Au Teatro Colón, la Cinquième Symphonie de Gustav Mahler, qui s’ouvre sur la Trauermarsch – une gigantesque marche funèbre, où Adorno avait entendu « un cri d’effroi devant pire que la mort » –, fut suivie d’une ovation interminable en l’honneur des musiciens français et de leur chef israélo-argentin, de retour dans sa ville natale après vingt années d’absence. Mais comment l’interpréter ?

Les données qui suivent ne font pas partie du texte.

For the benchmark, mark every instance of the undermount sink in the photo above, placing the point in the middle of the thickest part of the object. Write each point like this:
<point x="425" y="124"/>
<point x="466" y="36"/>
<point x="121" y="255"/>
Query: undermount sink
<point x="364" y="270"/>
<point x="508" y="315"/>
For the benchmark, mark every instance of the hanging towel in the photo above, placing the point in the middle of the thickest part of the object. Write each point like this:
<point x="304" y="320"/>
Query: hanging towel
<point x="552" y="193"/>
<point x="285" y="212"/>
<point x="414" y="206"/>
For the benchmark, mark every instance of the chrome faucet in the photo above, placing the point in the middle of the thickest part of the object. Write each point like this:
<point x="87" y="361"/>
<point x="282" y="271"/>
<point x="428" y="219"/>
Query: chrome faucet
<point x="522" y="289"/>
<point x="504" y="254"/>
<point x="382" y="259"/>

Trente-six ans plus tard, Esteban Buch propose un essai sur les significations politiques de la musique où l’auteur devient acteur de son propre récit :
« J’y associe l’histoire de ma famille errant entre les nazis et les militaires latino-américains, et une réflexion sur le rôle des arts dans le comportement des élites argentines pendant la dictature. Ce parcours entre histoire et mémoire débouche sur une discussion théorique du concept de résistance et ses variantes – dissidence, dissensus, protestation, opposition, négativité, critique –, qui souligne le plus petit dénominateur commun à tous, le mot non.»
Nourri de musicologie, de sciences sociales et de littérature, ce livre retrace une énigme musicale au cœur d’une Argentine devenue le théâtre silencieux d’un des crimes majeurs du xxe siècle.